Wednesday, September 03, 2008

Peter Gizzi: Some Values of Landscape and Weather

Some Values of Landscape and Weather, Peter Gizzi (Wesleyan UP, 2003)

[39/100]

A splendid extravagance of language, a brilliant eye for colors & for details, the objects/detritus/treasured things of the visible. Yes, the reinvention of the "lyric," whatever that means – or a loving caress of the body of the sensual world. A splendid extravagance of forms, as well, from reinventions of the cante jondo to love songs built on syntactic games. A far better elegy for Gregory Corso than one would expect – or than he perhaps deserves. (Yeah, go to it, Ed.)
***
Obviously, I've got a lot of catching up to do in this "100 poem-books" game, a lot of scattered notes from the past month or so.
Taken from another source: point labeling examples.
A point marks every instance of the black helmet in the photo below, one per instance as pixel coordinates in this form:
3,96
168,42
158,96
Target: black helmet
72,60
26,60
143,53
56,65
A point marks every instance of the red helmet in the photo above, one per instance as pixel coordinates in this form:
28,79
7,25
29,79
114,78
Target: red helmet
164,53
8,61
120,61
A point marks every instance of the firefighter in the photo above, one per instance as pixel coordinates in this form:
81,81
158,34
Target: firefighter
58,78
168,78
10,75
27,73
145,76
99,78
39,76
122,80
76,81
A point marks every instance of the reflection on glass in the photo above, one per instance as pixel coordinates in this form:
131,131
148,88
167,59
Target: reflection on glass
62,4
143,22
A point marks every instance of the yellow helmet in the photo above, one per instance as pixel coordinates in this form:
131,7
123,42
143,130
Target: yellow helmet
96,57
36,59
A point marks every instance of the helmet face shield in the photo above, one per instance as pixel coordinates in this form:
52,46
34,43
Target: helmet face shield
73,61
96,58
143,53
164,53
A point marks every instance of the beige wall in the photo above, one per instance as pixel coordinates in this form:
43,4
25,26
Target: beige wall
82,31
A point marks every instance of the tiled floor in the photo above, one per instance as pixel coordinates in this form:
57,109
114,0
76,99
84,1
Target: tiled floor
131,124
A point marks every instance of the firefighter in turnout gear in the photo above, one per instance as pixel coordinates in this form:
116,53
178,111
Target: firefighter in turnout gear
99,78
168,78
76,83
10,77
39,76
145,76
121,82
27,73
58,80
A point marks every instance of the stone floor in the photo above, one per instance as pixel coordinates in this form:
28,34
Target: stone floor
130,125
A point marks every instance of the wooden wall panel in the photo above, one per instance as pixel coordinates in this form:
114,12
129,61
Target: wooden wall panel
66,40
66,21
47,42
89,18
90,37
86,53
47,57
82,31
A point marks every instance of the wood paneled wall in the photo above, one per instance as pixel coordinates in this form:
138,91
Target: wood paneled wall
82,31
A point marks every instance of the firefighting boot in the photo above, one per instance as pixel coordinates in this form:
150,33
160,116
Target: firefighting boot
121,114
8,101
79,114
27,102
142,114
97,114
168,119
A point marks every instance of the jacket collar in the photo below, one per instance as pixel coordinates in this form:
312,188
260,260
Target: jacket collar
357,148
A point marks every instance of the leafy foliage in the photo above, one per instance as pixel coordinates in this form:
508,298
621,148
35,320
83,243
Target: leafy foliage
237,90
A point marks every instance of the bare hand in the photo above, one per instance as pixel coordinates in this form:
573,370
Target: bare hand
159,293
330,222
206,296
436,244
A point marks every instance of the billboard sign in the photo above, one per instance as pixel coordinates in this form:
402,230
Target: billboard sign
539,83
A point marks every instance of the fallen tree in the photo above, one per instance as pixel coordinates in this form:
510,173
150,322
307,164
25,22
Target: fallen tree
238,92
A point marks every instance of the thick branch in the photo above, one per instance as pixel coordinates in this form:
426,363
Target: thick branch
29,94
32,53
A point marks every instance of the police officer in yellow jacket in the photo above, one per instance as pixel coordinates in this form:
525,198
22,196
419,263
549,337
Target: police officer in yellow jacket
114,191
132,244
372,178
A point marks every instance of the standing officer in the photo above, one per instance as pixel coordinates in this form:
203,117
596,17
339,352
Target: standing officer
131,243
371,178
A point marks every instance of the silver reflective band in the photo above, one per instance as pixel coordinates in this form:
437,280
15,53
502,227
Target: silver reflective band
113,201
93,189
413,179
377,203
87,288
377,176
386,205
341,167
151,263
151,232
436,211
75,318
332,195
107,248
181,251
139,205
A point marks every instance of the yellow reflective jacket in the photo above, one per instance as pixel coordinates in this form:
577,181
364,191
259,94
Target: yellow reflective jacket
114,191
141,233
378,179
Entries will no doubt become shorter, as my attention finds itself diverted by, you know, classes to teach, actual assignments to write, job searches to run, etc.
***
So we seem to have missed the brunt of Fay, Gustav, & Hanna, tho heaven knows what Ike is up to out there. We have it's true been spared a direct hit for some years now, since Wilma in in 2005, and I'd forgotten, over the months since the last hurricane season, the whole fingernail-biting business of watching the National Hurricane Center website, trying to gauge whether or not (and when) to put up the shutters, making sure the flashlights are batteried up & the pantry is full of bottled water. An evolutionary adaptation, the ability to forget perfectly valid reasons that human beings shouldn't settled in particular parts of the world. And I'd forgotten, hoofing it all over Manhattan & Stockholm thru July and August, how dreadfully difficult it is to walk anywhere in South Florida without soaking one's clothes with sweat. 

2 comments:

Ed Baker said...

at least one plus to dropping out for 20 + years and living long-enough to
drop-back in (so to spek/write)

one can approach the old fresh "stuff" as though it is the new fresh "stuff"

am too set-in stone to steal from these Golden Oldies...

or offer much in the way of scholar-ship..

what did Ben Franklin say?

"neither a scholar or a teacher be"

or wuz "that" more about 'borrowing and lending'

I am partial to Eigner and Ott...

and 12,000 other poets/writers

Sisyphus said...

Someone needs to rethink the flaneur through American weather and suburbia patterns and write about it. Having lived places where there literally were no sidewalks, I'm really conscious of the ways New York City (and, I guess Chicago) are such exceptions to the American experience. And what all that means about a specifically American modernism, modern subjectivity, etc. etc. etc.